Sources: Frances Young, The Making of the Creeds (Trinity); Thomas F. Torrance, The Trinitarian Faith (T&T Clark); C. FitzSimons Allison, The Cruelty of Heresy (Morehouse); William Placher, A History of Christian Theology (Westminster); Basil the Great, On the Holy Spirit (St. Vladimir's Seminary Press); Augustine of Hippo, The Trinity (Hendrickson).

Reading: John 14:1-17.

I. What Is Doctrine?
Doctrine is authoritative Church teaching
Later Catholics describe a hierarchy: dogma, doctrine, theology

Doctrine reflects on the life of the worshipping Church (theology)
Doctrine trains newcomers in Christian ways (e.g., baptismal creeds)
Doctrine speaks of all things in light of Jesus Christ (e.g., proclamation)
Doctrine guards traditions from distortion, neglect, or attack (e.g., apologetics, polemics)
Doctrine guides practice (e.g., confessions, liturgy)

Doctrine is like grammatical rules (George Lindbeck)

II. Trinitarian Basics
Jesus calls God "the Father" (abba/ho pater; Matt. 11:27)
Jesus calls himself "the (only) Son" (John 3:16, Rom. 8:32, Col. 1:13)
Jesus reveals the Father (John 14:9), as "only begotten God" (John 1:18)
Jesus is Creator (John 1, 1 Cor. 8:5-6, Col. 1:16), Judge, and Savior
Believers confess that "Jesus is Lord" (Phil. 2:11, cf. Isa. 45:23; 1 Cor. 16:22)
The Spirit proceeds from the Father (John 15:26)
The Spirit conceives Jesus (Luke 1:35)
Jesus receives the Spirit from the Father (Luke 3:22, Acts 2:33)
Jesus gives the Spirit to humanity (Acts 2:33, John 14:16, 26, John 20:22)
The doctrine develops to respect Jewish worship of the risen Jesus
Trinity is rooted in history, Scripture, and Christian experience

III. Greek Theology: The Cappadocian ("Social") Trinity
Forerunners: Irenaeus, Origen, Athanasius; opponents: Sabellius, Arius, "Spirit fighters"
The unity of the divine persons is relational
The Father is the source of divinity and unity
Interrelationships constitute the Father as Father, Son as Son, Spirit as Spirit
Begetting and proceeding distinguish the persons
Coinherence (three turned-in-mirrors) / perichoresis (the divine dance)
Rublev's Trinity

IV. Latin Theology: The Augustinian ("Psychological") Trinity
Forerunner: Tertullian; opponent: Arius, "Spirit fighters"
The persons are one in sharing the divine essence
The relations among the divine persons resemble other relations:
Lover, beloved, love
Memory, intellect, will
Western Trinitarian iconography
The Filioque: the Spirit proceeds "also from the Son"

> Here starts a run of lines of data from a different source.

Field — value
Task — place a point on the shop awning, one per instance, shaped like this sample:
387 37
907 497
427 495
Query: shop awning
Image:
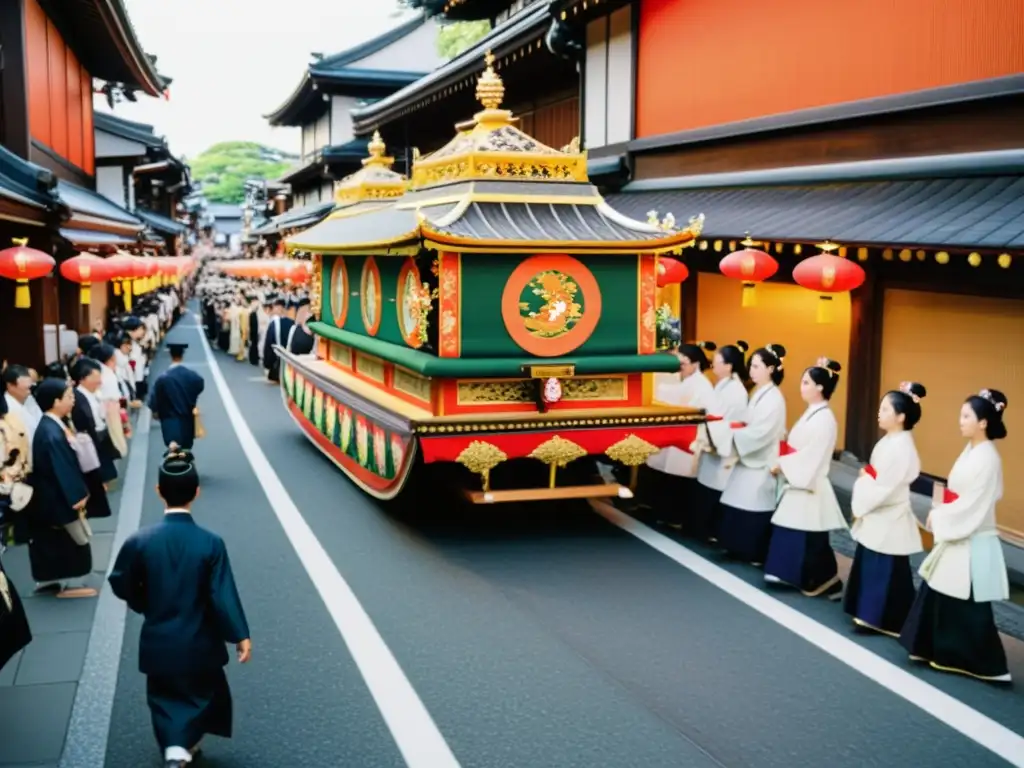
297 218
94 219
163 224
969 210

V. What Is a Person? Basic Trinitarian Vocabulary
Greek: ousia (1); prosopon, hypostasis (3)
Latin: esse, substantia,(1); persona, subsistentia (3)
English: being, substance (1); person, subsistence, "way of being" (3)
The terms become confused in translation
Modern understandings of "person" differ; is God one modern "person"? Three? Zero?